Alors que le Wall Street Journal, aux éditoriaux très conservateurs, ironisait vendredi sur une prochaine fuite des millionnaires du New Jersey pour le Connecticut tout proche, M. Murphy s'est montré serein.

 

"Ce sont les taxes immobilières", et non les impôts sur le revenu, "qui peuvent faire changer d'avis" les gens, surtout les retraités, a-t-il souligné.

 

Une idée qui monte

 

L'accord du New Jersey risque d'alimenter le débat sur l'opportunité de taxer plus lourdement les riches dans d'autres Etats, notamment New York et la Californie: leurs finances sont également exsangues du fait de la pandémie, et les législateurs y examinaient déjà des projets en ce sens.

 

D'autant que l'idée d'une plus lourde taxation des riches progresse côté démocrate depuis des mois, et avait été au coeur de la campagne des primaires: les candidats les plus à gauche, Bernie Sanders et Elizabeth Warren, prônaient de lourds impôts sur les plus riches comme sur les bénéfices des grandes entreprises, pour financer notamment leurs projets d'éducation supérieure gratuite ou de couverture santé pour tous.

 

Bien que moins radical, Joe Biden, qui affrontera le 3 novembre Donald Trump pour la présidentielle, dit lui aussi vouloir augmenter les impôts pour "quiconque gagnant plus de 400.000 dollars".

 

"Les très riches doivent payer leur juste part et les entreprises doivent payer leur juste part", répétait-il fin août, au risque d'alimenter les attaques de Donald Trump et du camp républicain qui le décrivent comme "un cheval de Troie du socialisme", un terme marqué très à gauche aux Etats-Unis.

 

Mais même si le contexte est porteur, Lucy Dadayan, experte en politique fiscale au centre de réflexion indépendant Urban Institute, estime que les Etats démocrates ne se précipiteront pas pour suivre l'exemple du New Jersey.

 

"Ce sont des décisions lourdes", dit-elle.
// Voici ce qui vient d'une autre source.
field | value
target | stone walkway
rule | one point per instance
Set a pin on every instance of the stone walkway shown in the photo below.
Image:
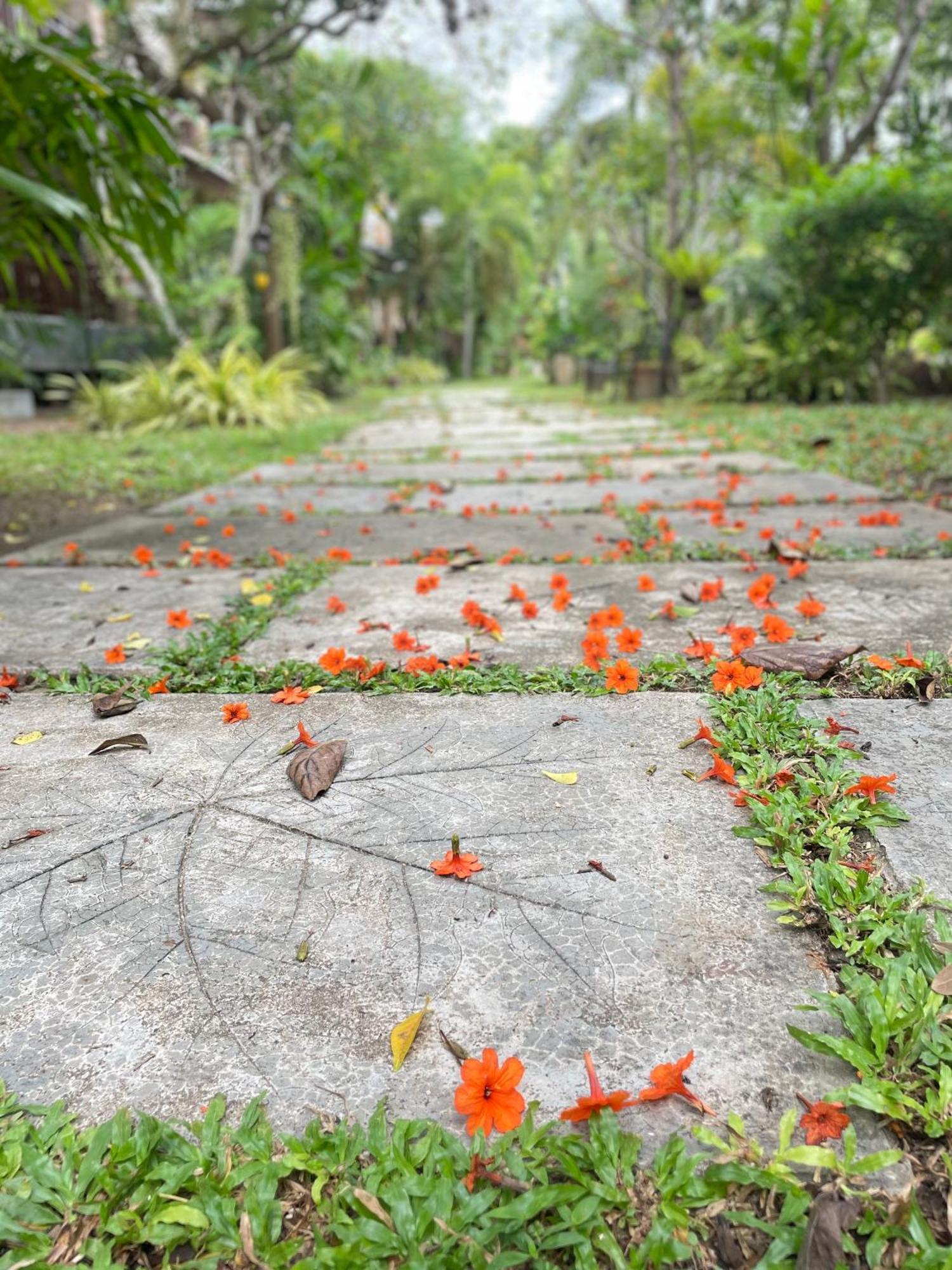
(155, 921)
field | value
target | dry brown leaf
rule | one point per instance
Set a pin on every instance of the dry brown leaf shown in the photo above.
(823, 1240)
(373, 1205)
(813, 661)
(109, 704)
(131, 741)
(313, 770)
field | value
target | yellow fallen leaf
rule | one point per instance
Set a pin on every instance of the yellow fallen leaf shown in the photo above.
(403, 1037)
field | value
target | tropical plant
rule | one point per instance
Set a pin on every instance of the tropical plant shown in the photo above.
(194, 391)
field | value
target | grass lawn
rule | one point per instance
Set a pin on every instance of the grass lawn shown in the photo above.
(63, 479)
(906, 446)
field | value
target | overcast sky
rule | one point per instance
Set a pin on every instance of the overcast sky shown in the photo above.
(511, 64)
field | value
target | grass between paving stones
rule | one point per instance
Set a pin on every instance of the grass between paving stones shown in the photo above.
(904, 448)
(204, 1194)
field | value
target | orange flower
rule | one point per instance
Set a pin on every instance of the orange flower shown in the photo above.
(810, 608)
(776, 631)
(629, 639)
(869, 787)
(668, 1079)
(722, 772)
(823, 1121)
(731, 676)
(456, 863)
(488, 1094)
(760, 591)
(623, 678)
(909, 660)
(704, 733)
(333, 661)
(291, 697)
(701, 648)
(882, 664)
(597, 1099)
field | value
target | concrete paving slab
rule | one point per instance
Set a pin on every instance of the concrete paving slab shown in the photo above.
(884, 604)
(152, 943)
(915, 742)
(492, 472)
(49, 619)
(367, 538)
(897, 524)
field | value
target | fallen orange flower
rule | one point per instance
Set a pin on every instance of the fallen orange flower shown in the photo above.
(731, 676)
(488, 1094)
(668, 1080)
(869, 787)
(623, 678)
(596, 1100)
(456, 863)
(290, 697)
(823, 1121)
(722, 772)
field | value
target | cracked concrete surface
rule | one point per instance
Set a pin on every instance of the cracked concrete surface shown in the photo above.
(152, 957)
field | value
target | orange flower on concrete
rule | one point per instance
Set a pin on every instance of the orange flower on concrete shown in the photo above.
(909, 660)
(290, 697)
(668, 1080)
(722, 772)
(882, 664)
(869, 787)
(489, 1095)
(731, 676)
(823, 1121)
(597, 1100)
(456, 863)
(333, 661)
(623, 678)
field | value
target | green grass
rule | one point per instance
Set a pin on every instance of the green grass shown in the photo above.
(903, 448)
(157, 465)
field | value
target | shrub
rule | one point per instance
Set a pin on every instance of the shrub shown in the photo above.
(233, 391)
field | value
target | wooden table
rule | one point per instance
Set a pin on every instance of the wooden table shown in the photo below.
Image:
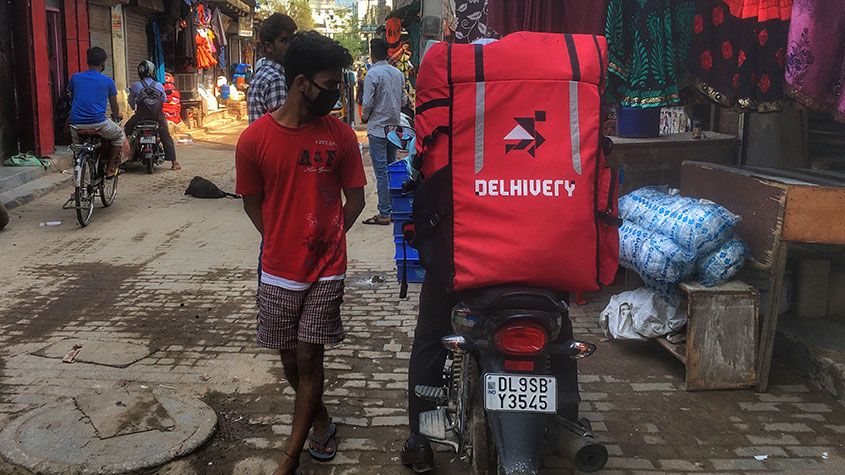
(657, 160)
(778, 208)
(720, 348)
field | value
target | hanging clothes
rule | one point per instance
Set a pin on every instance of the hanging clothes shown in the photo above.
(739, 52)
(468, 20)
(205, 56)
(815, 56)
(218, 28)
(186, 32)
(154, 45)
(648, 45)
(560, 16)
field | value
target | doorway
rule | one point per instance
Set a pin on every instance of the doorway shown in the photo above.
(57, 60)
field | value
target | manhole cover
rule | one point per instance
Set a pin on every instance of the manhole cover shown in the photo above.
(106, 353)
(60, 438)
(124, 412)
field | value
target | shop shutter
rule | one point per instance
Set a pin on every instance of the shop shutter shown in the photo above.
(136, 42)
(99, 25)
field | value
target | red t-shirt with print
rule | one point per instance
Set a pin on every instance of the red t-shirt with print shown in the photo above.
(301, 173)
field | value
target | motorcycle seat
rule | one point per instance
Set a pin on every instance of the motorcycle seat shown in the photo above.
(87, 133)
(514, 298)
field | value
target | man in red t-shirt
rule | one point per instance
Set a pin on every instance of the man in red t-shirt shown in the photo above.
(292, 165)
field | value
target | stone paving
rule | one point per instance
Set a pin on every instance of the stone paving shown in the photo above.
(178, 274)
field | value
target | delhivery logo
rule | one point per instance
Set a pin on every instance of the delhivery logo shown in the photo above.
(524, 188)
(525, 135)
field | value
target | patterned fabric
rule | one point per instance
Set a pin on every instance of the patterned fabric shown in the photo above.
(468, 20)
(286, 317)
(267, 90)
(647, 43)
(815, 57)
(739, 51)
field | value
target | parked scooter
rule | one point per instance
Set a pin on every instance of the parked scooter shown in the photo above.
(509, 382)
(147, 148)
(500, 394)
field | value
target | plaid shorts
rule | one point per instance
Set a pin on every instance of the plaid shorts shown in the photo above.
(286, 317)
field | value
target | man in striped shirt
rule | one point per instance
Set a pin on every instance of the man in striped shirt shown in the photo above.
(267, 90)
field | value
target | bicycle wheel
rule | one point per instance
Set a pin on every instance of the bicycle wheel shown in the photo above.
(108, 188)
(84, 193)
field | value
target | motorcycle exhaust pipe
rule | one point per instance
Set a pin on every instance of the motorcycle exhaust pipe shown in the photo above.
(575, 443)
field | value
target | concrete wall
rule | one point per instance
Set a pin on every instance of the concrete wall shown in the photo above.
(118, 36)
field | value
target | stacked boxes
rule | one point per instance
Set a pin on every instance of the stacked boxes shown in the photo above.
(401, 206)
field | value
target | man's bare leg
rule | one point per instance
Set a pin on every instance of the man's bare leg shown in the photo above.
(113, 160)
(322, 420)
(304, 371)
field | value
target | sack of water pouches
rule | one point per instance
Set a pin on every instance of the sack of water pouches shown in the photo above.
(698, 226)
(722, 264)
(653, 256)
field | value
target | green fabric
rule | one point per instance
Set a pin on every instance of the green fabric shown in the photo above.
(27, 159)
(648, 47)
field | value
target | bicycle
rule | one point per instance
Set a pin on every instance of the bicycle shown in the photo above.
(89, 175)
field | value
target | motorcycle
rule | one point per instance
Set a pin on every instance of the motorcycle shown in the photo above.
(500, 394)
(510, 381)
(146, 145)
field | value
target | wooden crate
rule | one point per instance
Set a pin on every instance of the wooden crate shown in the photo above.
(721, 347)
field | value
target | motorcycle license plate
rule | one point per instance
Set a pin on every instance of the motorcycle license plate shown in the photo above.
(520, 393)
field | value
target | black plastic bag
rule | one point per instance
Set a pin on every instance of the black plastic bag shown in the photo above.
(202, 188)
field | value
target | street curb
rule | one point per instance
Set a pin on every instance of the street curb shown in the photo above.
(34, 189)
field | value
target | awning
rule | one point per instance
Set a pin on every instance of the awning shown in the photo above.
(109, 3)
(233, 8)
(147, 6)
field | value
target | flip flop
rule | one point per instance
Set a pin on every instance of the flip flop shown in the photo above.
(330, 439)
(377, 220)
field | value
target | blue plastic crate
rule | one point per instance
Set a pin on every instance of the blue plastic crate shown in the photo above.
(401, 204)
(399, 219)
(398, 174)
(416, 273)
(413, 254)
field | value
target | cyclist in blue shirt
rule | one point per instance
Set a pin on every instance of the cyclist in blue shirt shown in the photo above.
(92, 92)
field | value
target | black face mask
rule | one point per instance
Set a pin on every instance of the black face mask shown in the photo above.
(325, 100)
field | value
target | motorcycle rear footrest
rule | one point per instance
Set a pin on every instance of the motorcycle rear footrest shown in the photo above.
(434, 424)
(433, 394)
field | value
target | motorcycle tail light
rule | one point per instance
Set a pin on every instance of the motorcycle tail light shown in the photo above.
(523, 338)
(522, 366)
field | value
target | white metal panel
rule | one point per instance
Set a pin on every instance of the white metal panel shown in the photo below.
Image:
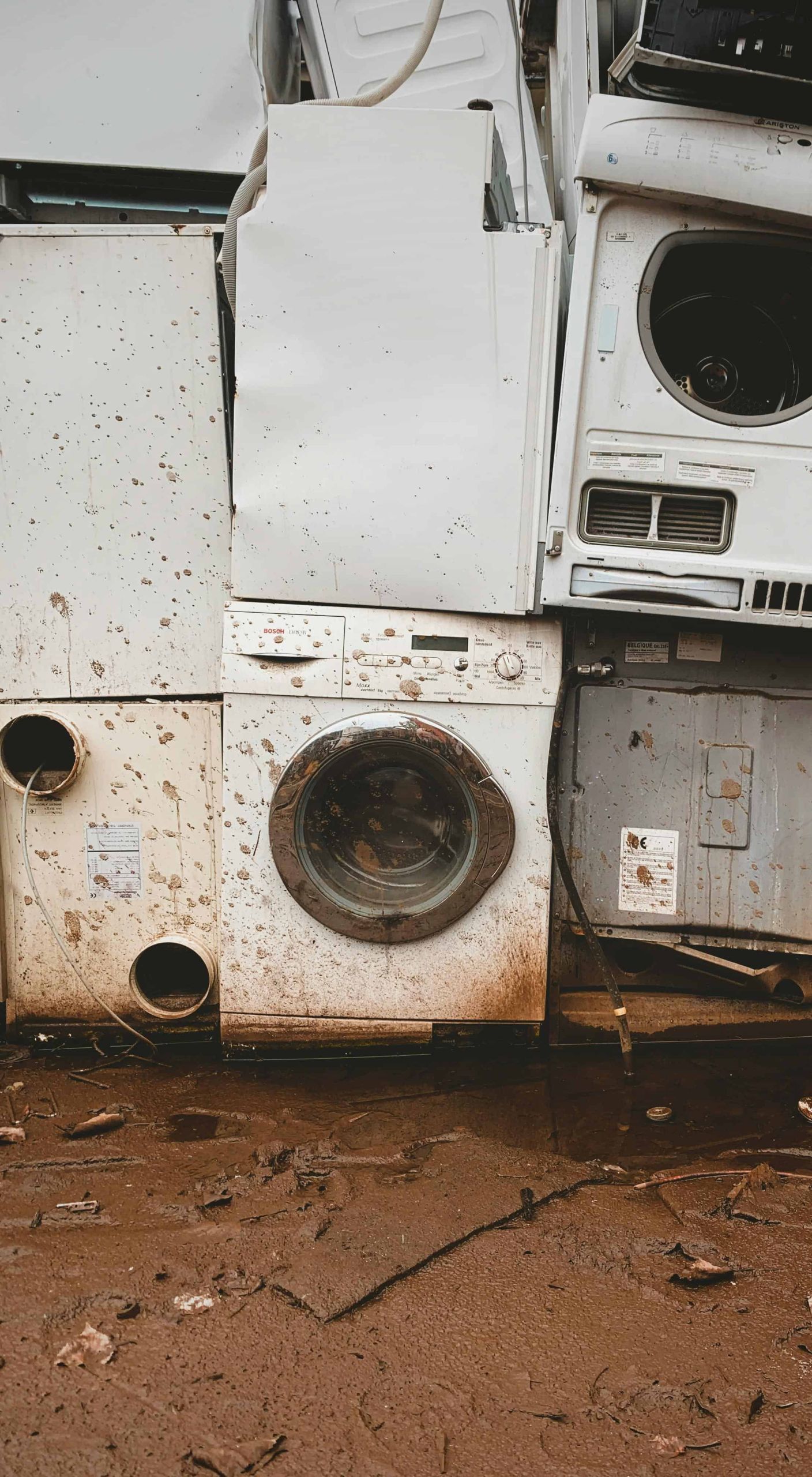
(152, 766)
(750, 166)
(394, 370)
(356, 46)
(278, 961)
(164, 85)
(114, 475)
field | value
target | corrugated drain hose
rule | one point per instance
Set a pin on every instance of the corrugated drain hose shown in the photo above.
(59, 940)
(257, 164)
(573, 677)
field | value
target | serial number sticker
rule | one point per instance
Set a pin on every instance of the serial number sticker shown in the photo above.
(693, 646)
(647, 871)
(626, 462)
(710, 471)
(647, 652)
(112, 854)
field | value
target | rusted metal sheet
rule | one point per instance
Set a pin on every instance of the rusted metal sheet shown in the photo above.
(114, 470)
(149, 86)
(125, 857)
(280, 959)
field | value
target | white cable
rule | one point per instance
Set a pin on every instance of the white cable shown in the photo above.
(520, 102)
(257, 164)
(46, 914)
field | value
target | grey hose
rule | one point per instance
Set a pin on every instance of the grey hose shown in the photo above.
(52, 927)
(257, 166)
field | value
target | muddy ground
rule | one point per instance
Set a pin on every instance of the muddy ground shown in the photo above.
(408, 1268)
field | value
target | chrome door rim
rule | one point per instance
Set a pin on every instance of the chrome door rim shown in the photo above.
(495, 824)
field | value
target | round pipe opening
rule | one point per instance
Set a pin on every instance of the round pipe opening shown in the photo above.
(172, 979)
(42, 742)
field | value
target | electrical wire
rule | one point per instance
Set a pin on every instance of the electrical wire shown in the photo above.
(257, 166)
(573, 677)
(520, 104)
(49, 921)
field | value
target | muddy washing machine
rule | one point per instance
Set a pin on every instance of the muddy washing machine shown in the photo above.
(386, 851)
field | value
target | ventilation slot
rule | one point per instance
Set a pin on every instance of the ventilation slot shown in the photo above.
(780, 599)
(671, 519)
(618, 516)
(696, 522)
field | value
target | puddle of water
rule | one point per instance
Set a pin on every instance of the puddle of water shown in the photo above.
(183, 1127)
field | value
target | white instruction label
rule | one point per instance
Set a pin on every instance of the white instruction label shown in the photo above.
(694, 646)
(647, 652)
(709, 471)
(112, 860)
(647, 871)
(626, 462)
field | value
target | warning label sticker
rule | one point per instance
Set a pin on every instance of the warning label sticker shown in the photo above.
(709, 471)
(626, 462)
(694, 646)
(647, 650)
(112, 856)
(647, 871)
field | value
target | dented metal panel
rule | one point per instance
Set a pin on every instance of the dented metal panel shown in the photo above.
(123, 857)
(394, 370)
(114, 471)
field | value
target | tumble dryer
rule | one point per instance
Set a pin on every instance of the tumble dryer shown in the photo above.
(114, 470)
(352, 48)
(684, 439)
(386, 850)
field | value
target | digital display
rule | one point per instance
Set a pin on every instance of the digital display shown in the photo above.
(439, 643)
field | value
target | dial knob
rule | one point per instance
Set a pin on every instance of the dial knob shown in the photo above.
(508, 665)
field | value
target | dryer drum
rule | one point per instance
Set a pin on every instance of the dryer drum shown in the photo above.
(727, 325)
(388, 827)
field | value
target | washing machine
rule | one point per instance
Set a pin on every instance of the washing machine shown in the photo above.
(114, 473)
(684, 438)
(110, 879)
(386, 850)
(396, 368)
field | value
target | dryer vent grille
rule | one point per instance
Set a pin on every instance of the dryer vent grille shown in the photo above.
(671, 519)
(780, 597)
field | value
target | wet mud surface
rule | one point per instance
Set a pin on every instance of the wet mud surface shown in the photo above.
(408, 1268)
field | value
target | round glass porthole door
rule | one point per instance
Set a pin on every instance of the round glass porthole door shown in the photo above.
(388, 827)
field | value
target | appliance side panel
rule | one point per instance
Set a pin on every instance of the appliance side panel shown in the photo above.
(154, 771)
(471, 55)
(725, 776)
(114, 473)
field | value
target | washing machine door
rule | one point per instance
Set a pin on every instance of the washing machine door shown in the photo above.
(388, 827)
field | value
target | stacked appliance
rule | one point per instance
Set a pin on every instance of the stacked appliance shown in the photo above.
(114, 556)
(386, 856)
(678, 545)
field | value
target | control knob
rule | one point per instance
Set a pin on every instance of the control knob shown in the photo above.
(508, 665)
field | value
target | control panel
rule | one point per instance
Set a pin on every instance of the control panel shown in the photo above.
(393, 656)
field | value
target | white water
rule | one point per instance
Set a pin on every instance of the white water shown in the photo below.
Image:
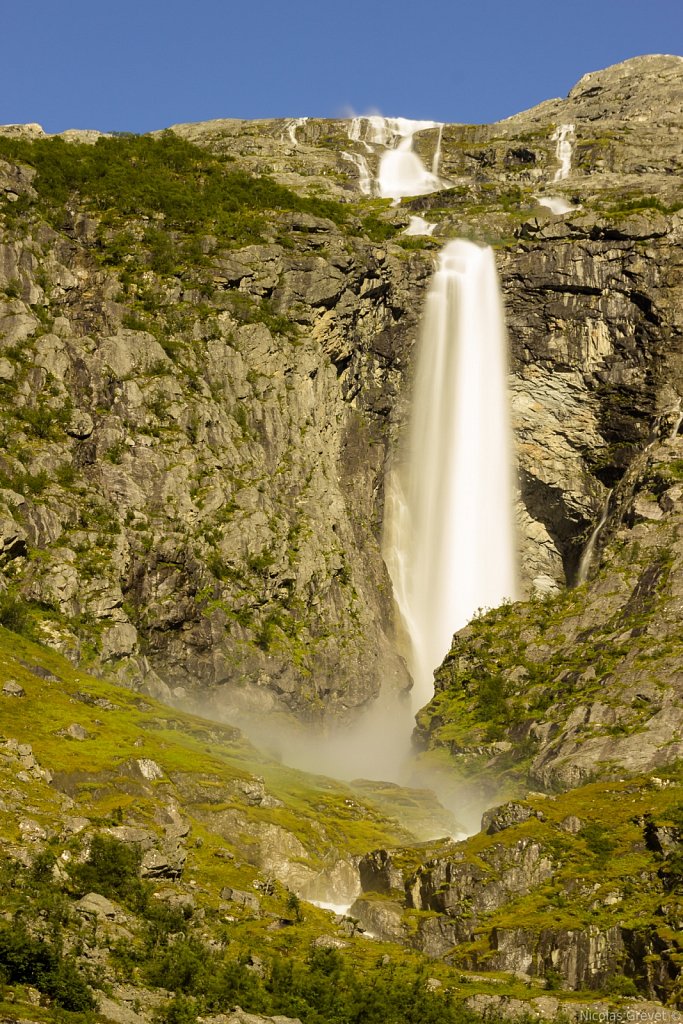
(418, 225)
(291, 128)
(400, 170)
(563, 136)
(450, 539)
(589, 551)
(365, 174)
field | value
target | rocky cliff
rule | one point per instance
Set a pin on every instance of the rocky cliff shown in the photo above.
(199, 412)
(206, 347)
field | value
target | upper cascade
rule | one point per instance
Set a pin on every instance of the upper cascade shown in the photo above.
(400, 172)
(563, 135)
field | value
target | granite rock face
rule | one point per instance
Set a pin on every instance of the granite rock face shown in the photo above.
(195, 500)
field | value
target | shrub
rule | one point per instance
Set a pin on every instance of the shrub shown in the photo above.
(32, 962)
(113, 870)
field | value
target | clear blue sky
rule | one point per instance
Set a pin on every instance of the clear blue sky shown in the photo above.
(140, 65)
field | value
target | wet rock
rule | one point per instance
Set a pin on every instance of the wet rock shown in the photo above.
(380, 919)
(499, 818)
(240, 898)
(96, 905)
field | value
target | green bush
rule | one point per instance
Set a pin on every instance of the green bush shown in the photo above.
(28, 961)
(113, 870)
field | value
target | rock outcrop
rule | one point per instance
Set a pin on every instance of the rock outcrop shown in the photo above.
(196, 443)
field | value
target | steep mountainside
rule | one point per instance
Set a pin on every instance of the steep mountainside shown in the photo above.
(206, 349)
(204, 384)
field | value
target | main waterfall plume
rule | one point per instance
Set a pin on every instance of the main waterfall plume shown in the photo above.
(450, 539)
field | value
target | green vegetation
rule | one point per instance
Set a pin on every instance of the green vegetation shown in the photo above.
(163, 177)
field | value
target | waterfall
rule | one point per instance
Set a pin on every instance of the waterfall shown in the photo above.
(563, 151)
(589, 551)
(291, 127)
(400, 171)
(418, 225)
(449, 538)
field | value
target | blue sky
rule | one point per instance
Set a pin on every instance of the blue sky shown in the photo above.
(129, 66)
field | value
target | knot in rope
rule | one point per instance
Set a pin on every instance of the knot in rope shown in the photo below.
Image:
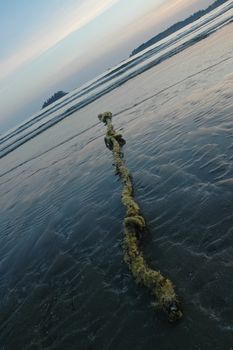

Même si "nous sommes à un moment où les politiques cherchent des moyens de générer des revenus sans nuire aux plus vulnérables (...), beaucoup dépendra de la gravité de la crise économique, et du déblocage ou non d'une aide du gouvernement fédéral".

 

Quant au risque d'une fuite des contribuables pour des Etats moins lourdement taxés, qui revient souvent dans ce débat, elle estime qu'il ne devrait pas peser dans l'équation.

 

A l'heure des pandémies et des catastrophes naturelles en augmentation, "beaucoup de contribuables risquent plutôt de (décider où habiter) en fonction de la capacité des Etats à gérer ces crises", dit-elle.